A report put out Thursday by the National Wildlife Federation criticizes the Bush administration’s proposal for a cap-and-trade program for mercury emissions, saying it does not adequately safeguard health, the environment or the recreational fishing industry.

Environmentalists oppose cap-and-trade programs – which allow power plants to buy credits to meet an emissions limit – because they do not address the dangers of mercury hotspots.

Maine, New Hampshire and Vermont are among a coalition of 11 states questioning the legality of the proposal.

Anglers called on the government to honor the amendments to the Clean Air Act, which call for plants to install advanced equipment to cut mercury emissions.

“The technology to do better by these coal-fired plants exist today and trade and cap does not make any sense from an anglers point of view,” said Greg Ponte, Maine’s council chairman for Trout Unlimited.

While many anglers release the fish they catch, “if it’s legal to catch the fish, then it should be all right to cook this fish,” Ponte said.

Recreational fishing provides 10,000 jobs in the region, and generates $1 billion in the three states, according to the U.S. Fish and Wildlife Service.

Mercury accumulation in the East is high because winds blow pollution from west to east, transporting pollution from coal-fired power plants in the Midwest to the Northeast, where it is deposited by precipitation.

Once mercury accumulates in aquatic systems, bacteria turn it into methylmercury, which is easily absorbed by fish. Humans and wildlife then eat the fish, putting them at risk for neurological problems.
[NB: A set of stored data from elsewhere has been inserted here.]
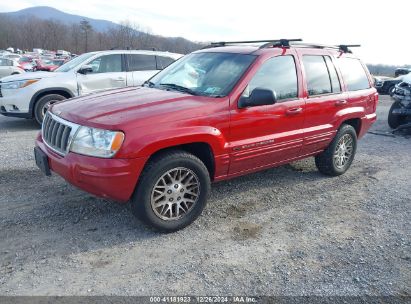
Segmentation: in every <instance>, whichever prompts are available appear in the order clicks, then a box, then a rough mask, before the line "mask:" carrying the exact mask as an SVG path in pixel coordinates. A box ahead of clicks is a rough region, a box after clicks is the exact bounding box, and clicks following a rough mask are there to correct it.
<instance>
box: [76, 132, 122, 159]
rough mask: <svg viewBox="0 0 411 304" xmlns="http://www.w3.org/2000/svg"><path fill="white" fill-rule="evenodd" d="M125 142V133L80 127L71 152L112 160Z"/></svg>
mask: <svg viewBox="0 0 411 304" xmlns="http://www.w3.org/2000/svg"><path fill="white" fill-rule="evenodd" d="M123 141H124V133H123V132H116V131H108V130H102V129H95V128H89V127H80V128H79V129H78V131H77V133H76V135H75V136H74V139H73V142H72V143H71V146H70V151H72V152H75V153H79V154H84V155H89V156H97V157H104V158H110V157H113V156H114V154H116V153H117V151H118V150H120V147H121V145H122V144H123Z"/></svg>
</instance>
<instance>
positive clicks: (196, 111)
mask: <svg viewBox="0 0 411 304" xmlns="http://www.w3.org/2000/svg"><path fill="white" fill-rule="evenodd" d="M216 100H217V101H221V100H222V99H220V98H219V99H216V98H210V97H205V96H192V95H189V94H185V93H180V92H176V91H166V90H160V89H155V88H146V87H137V88H136V87H134V88H125V89H116V90H109V91H104V92H102V93H99V94H92V95H88V96H83V97H76V98H72V99H69V100H67V101H61V102H58V103H56V104H54V105H53V106H52V107H51V108H50V111H51V112H52V113H53V114H56V115H58V116H60V117H61V118H63V119H66V120H68V121H71V122H74V123H77V124H80V125H84V126H90V127H96V128H102V129H111V130H126V129H129V128H135V127H139V126H143V125H150V124H151V125H152V124H159V123H164V122H168V121H178V120H183V119H189V118H192V117H197V116H204V115H207V114H208V113H209V112H210V111H211V108H212V107H211V105H212V104H213V102H214V103H215V101H216Z"/></svg>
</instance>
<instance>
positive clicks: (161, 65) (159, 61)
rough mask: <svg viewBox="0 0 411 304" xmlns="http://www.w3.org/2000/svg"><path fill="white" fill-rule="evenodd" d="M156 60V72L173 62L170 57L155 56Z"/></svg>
mask: <svg viewBox="0 0 411 304" xmlns="http://www.w3.org/2000/svg"><path fill="white" fill-rule="evenodd" d="M156 58H157V70H162V69H164V68H166V67H168V66H169V65H170V64H172V63H173V62H174V61H175V60H174V59H173V58H170V57H164V56H156Z"/></svg>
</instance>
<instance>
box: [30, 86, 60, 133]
mask: <svg viewBox="0 0 411 304" xmlns="http://www.w3.org/2000/svg"><path fill="white" fill-rule="evenodd" d="M64 99H66V97H64V96H62V95H59V94H50V95H45V96H43V97H41V98H40V99H39V100H37V102H36V104H35V105H34V118H35V119H36V121H37V123H38V124H39V125H41V124H42V122H43V118H44V114H45V113H46V111H47V109H46V107H48V106H49V105H50V104H52V103H54V102H56V101H60V100H64Z"/></svg>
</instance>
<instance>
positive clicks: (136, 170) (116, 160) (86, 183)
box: [36, 134, 147, 202]
mask: <svg viewBox="0 0 411 304" xmlns="http://www.w3.org/2000/svg"><path fill="white" fill-rule="evenodd" d="M36 146H37V147H39V148H40V149H41V150H42V151H43V152H44V153H46V155H47V156H48V163H49V167H50V169H51V171H53V172H55V173H57V174H58V175H60V176H61V177H63V178H64V179H65V180H66V181H68V182H69V183H70V184H73V185H74V186H76V187H78V188H80V189H82V190H84V191H86V192H89V193H91V194H94V195H96V196H99V197H103V198H108V199H113V200H116V201H120V202H127V201H128V200H129V199H130V198H131V196H132V194H133V192H134V188H135V186H136V184H137V180H138V177H139V176H140V173H141V171H142V170H143V167H144V164H145V163H146V161H147V158H136V159H111V158H110V159H107V158H98V157H90V156H85V155H80V154H76V153H71V152H69V153H68V154H67V155H65V156H64V157H63V156H61V155H58V154H57V153H55V152H53V151H52V150H51V149H49V148H48V147H47V146H46V145H45V144H44V143H43V141H42V139H41V135H40V134H39V136H38V137H37V140H36Z"/></svg>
Children and pregnant or nursing women have long been thought to have a higher risk to mercury exposure, because it poses developmental threats. But in an effort to track the risks of freshwater fish consumption, New Hampshire’s Department of Health and Human Services plans to study mercury in anglers – a traditionally male-dominated group.

“We’re trying to survey anglers in our state regarding how much they catch and consume, the types of fish they catch and consume and where,” said toxicologist John Dreisig, noting that studies show a link between mercury exposure and cardiovascular illness in men.